‘Applewood-smoked bacon’ just tastes better
Turns out a Southwestern Tex-Mex salad by any other name would not taste as good.
Vivid menu descriptions — “applewood-smoked bacon,” “Maytag blue cheese” and “buttery plump pasta,” for instance — can increase restaurant sales up to 27 percent, according to research by Brian Wansink.
Furthermore, diners feel more satisfied after eating a Southwestern Tex-Mex Salad than after eating the same salad with a blander name.
So why do these adjectives sell while others just get in the way?
Deliver real meaning.
Adjectives work when they deliver real meaning and not “the illusion of meaning without its substance.”
Roger Dooley, blogger at Neuromarketing, suggests using adjectives that are:
- Vivid. “Freshly cracked,” “light-and-fluffy,” “handcrafted,” “triple-basted” and “slow-cooked” paint pictures in the readers’ minds. Those pictures are more compelling than, say, a plain, old omelet.
- Sensory. I, for one, want my bacon applewood smoked. Descriptions like this engage the readers’ senses.
- Emotional or nostalgic. “’Aged Vermont cheddar,'” he writes, “evokes images of crusty New England dairymen rather than Kraft mega-plants.” “Boodie’s Chicken Liver Masala” and “Grandma’s zucchini cookies” also evoke emotion and nostalgia.
- Specific. “Wild Alaskan” salmon conjures up “visions of vigorous, healthy fish swimming in pristine, unpolluted streams,” he writes. A diner can dream, can’t she.

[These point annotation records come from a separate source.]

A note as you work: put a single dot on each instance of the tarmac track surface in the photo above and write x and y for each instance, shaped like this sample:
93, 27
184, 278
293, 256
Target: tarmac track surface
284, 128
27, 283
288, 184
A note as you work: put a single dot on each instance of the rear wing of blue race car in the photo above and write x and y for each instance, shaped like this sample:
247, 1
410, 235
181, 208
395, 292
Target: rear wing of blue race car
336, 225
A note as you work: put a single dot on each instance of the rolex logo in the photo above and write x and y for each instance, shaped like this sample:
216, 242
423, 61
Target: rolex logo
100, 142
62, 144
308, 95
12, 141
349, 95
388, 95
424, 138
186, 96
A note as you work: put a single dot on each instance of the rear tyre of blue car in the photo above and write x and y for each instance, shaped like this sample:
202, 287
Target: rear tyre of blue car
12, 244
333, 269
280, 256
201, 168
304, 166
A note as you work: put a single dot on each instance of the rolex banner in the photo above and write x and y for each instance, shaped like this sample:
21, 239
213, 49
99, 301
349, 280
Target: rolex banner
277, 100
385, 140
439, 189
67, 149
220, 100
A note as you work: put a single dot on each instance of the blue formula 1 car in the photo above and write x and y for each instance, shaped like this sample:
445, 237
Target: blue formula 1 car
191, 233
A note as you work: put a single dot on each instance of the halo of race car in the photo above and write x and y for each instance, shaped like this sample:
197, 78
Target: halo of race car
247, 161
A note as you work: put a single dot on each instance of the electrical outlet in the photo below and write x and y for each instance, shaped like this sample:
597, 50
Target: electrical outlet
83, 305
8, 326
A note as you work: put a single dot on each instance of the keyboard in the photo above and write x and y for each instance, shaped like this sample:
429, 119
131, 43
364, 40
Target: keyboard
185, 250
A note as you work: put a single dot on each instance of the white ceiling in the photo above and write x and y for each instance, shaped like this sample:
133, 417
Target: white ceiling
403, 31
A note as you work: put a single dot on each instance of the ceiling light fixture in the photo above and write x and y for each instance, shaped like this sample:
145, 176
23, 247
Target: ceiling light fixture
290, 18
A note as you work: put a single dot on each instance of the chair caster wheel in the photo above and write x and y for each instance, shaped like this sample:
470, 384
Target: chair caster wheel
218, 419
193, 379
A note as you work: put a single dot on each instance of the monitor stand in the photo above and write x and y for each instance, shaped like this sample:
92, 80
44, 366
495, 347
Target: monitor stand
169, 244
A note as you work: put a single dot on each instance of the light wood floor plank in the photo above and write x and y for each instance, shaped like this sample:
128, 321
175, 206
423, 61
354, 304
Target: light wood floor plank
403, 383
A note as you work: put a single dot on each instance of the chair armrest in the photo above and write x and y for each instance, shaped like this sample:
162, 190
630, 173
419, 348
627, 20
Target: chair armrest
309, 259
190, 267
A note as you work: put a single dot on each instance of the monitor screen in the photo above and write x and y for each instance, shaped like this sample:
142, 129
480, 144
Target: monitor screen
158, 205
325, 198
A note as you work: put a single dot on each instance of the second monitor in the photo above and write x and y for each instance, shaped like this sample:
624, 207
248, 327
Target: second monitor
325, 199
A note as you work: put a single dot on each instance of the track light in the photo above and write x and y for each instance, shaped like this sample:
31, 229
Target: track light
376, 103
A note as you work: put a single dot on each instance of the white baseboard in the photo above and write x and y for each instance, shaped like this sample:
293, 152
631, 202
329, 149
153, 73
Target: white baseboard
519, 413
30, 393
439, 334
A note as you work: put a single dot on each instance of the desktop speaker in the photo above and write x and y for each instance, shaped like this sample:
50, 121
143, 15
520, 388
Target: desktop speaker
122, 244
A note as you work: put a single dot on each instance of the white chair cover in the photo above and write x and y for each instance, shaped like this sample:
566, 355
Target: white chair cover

- Branded. I strongly prefer Maytag, Stilton and Roquefort to plain old blue cheese … even though I’m not that clear on the difference.
Change the picture.
Bottom line: Sprinkle in a few adjectives when they’ll change the picture in the reader’s head or otherwise engage the senses. But don’t use modifiers — gorgeous, great, groundbreaking — that just take up space.